Tourismusbeitrag zum 1.1.18 abgeschafft

Das wars. CDU, FWG, Parteilose Fraktion, FDP, Faire Liste und Michael Boos (SPD) haben den Tourismusbeitrag abgeschafft. Wirksam wird diese Entscheidung rückwirkend zum 1.1.18. Das bedeutet: die Abgabe wird für 2016 (als Fremdenverkehrsbeitrag) und 2017 noch kassiert. Und dann nicht mehr. Dafür votierten 20 Mitglieder (13 CDU, 2 FWG, 2 Parteilose, 1 FDP, 1 Faire Liste und Michael Boos, auch wenn die Oberbürgermeisterin nur 18 angab), die vier Grünen enthielten sich und 16 stimmten dagegen (12 SPD, 1 Linke, 1 Dr. Drumm, 1 BüfEP und die OBin).

CDU machte den Anfang

Bereits für die Stadtratssitzung am 14.6.18 hatte die CDU-Fraktion genau das beantragt, ließ sich aber zu einem Verweisungsbeschluss in den Finanzausschuss überreden, wo der Antrag am 16.10.18 vorläufig scheiterte. Als die Christdemokraten dann in der Stadtratssitzung am 25.10.18 an eine endgültigen Abstimmung im Rat erinnerten (Wortführerin: Dr. Bettina Mackeprang), wurde dies von Dr. Kaster-Meurer, wie jetzt feststeht: rechtsfehlerhaft, abgeblockt. “Die Dr. med. wollte der Dr. jur. Nachhilfeunterricht geben, das musste ja schief gehen”, lachte gestern Abend ein CDU-Fraktionsmitglied.

FWG vollendete

Die erkennbar rechtswidrige Vorgehensweise von Dr. Kaster-Meurer griff die FWG-Fraktion schon vor zehn Tagen auf und stellte zwei formvollendete Anträge für die gestrige Stadtratssitzung. Einen auf Aufhebung der Satzung für 2016, einen entsprechenden für 2017. Im Vorfeld der Sitzung wurde dann viel telefoniert und geredet. Ergebnis: Die FWG zog den Antrag gegen 2016 zurück und erklärte sich damit einverstanden, das Ende des Tourismusbeitrages erst zum 31.12.17 zu akzeptieren.

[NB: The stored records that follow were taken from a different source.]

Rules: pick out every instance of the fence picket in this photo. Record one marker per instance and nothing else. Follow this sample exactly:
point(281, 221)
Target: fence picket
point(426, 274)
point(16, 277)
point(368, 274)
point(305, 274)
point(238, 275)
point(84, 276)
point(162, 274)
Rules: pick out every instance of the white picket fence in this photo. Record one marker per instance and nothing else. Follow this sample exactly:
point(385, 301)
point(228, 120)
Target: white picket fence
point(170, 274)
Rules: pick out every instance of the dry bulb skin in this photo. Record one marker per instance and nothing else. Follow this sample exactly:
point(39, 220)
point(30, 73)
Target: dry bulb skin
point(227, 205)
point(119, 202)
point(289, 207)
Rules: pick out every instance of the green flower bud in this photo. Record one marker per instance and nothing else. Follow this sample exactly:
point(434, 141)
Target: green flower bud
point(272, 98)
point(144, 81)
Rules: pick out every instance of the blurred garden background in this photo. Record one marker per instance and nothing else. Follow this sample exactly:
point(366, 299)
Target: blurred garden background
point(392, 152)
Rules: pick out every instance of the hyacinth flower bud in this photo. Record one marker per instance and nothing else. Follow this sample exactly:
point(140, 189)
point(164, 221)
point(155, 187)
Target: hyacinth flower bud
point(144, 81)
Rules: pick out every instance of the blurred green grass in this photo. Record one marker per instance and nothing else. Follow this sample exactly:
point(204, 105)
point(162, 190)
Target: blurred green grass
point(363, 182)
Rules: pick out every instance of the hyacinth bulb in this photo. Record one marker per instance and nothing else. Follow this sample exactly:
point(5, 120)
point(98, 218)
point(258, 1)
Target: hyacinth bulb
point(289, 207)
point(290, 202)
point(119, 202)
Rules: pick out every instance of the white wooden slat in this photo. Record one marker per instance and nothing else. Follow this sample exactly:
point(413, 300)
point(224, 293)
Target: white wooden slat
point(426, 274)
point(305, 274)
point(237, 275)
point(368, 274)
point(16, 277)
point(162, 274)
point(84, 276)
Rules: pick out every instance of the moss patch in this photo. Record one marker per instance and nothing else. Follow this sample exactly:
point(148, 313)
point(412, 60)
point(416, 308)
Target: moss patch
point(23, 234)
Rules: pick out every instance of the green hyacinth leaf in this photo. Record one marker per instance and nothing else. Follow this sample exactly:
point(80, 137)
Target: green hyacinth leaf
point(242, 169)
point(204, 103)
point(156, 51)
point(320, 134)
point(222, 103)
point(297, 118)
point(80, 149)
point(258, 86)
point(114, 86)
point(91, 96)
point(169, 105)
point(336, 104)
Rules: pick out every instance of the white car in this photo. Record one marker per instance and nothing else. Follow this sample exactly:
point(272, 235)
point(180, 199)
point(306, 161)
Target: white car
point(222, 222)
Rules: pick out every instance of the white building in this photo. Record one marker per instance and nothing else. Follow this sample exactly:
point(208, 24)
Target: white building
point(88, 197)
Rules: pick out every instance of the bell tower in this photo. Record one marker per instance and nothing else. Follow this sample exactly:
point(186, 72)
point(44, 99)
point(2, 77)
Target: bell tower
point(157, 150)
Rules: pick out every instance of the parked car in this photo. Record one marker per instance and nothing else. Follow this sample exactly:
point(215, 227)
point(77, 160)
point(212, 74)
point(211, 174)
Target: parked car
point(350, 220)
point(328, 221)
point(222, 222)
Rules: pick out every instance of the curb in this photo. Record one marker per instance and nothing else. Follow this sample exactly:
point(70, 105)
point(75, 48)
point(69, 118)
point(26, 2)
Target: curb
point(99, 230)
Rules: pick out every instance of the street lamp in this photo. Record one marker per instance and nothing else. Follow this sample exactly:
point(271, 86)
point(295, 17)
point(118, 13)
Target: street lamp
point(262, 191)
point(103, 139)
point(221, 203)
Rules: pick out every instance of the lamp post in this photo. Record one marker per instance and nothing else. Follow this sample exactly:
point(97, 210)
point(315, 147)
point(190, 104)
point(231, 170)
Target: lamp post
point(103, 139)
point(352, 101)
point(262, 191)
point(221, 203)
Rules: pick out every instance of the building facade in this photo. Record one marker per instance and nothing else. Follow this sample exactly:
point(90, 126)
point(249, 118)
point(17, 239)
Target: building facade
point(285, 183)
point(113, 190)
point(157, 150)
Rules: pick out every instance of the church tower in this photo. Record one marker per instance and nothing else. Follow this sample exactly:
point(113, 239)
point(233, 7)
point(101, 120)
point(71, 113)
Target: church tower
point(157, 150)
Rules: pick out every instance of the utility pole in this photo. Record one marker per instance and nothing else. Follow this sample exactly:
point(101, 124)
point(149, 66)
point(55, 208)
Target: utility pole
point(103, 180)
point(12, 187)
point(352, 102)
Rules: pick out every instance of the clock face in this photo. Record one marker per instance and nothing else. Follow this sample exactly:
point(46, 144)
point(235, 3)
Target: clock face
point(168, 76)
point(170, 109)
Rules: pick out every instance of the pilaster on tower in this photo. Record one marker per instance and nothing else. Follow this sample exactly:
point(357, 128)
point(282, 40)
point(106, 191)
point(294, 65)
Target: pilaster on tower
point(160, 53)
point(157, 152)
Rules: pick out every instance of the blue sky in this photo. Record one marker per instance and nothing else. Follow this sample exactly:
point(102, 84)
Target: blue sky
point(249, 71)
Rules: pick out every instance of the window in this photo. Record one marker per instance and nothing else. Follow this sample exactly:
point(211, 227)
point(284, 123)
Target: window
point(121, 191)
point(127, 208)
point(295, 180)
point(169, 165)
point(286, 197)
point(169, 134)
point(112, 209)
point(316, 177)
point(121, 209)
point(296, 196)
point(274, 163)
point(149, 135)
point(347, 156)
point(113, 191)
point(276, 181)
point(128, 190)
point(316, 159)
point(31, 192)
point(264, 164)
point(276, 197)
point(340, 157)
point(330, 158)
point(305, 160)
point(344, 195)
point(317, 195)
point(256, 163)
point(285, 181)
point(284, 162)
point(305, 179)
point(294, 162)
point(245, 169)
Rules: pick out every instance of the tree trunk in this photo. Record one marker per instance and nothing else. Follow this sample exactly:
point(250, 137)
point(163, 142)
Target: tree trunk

Erfolg für Delaveaux und Kleudgen

Das machte es der CDU möglich, dem eigenen Antrag unter dem Label “FWG” zuzustimmen. Karl-Heinz Delaveaux und Wolfgang Kleudgen konnten damit nach dem Erfolg mit ihrem Antrag zur Abgabe des Jugendamtes an den Kreis ein zweites prestigeträchtiges Votum verbuchen. Grosser Verlierer der Entscheidung: die SPD-Fraktion, Oberbürgermeisterin Dr. Kaster-Meurer, Bürgermeister Heinrich und die Stadträte Dr. Herbert Drumm (Freie Fraktion) und Jürgen Locher (Linke). Bis zuletzt hatten diese sich für die Fortsetzung der Beitragserhebung ausgesprochen.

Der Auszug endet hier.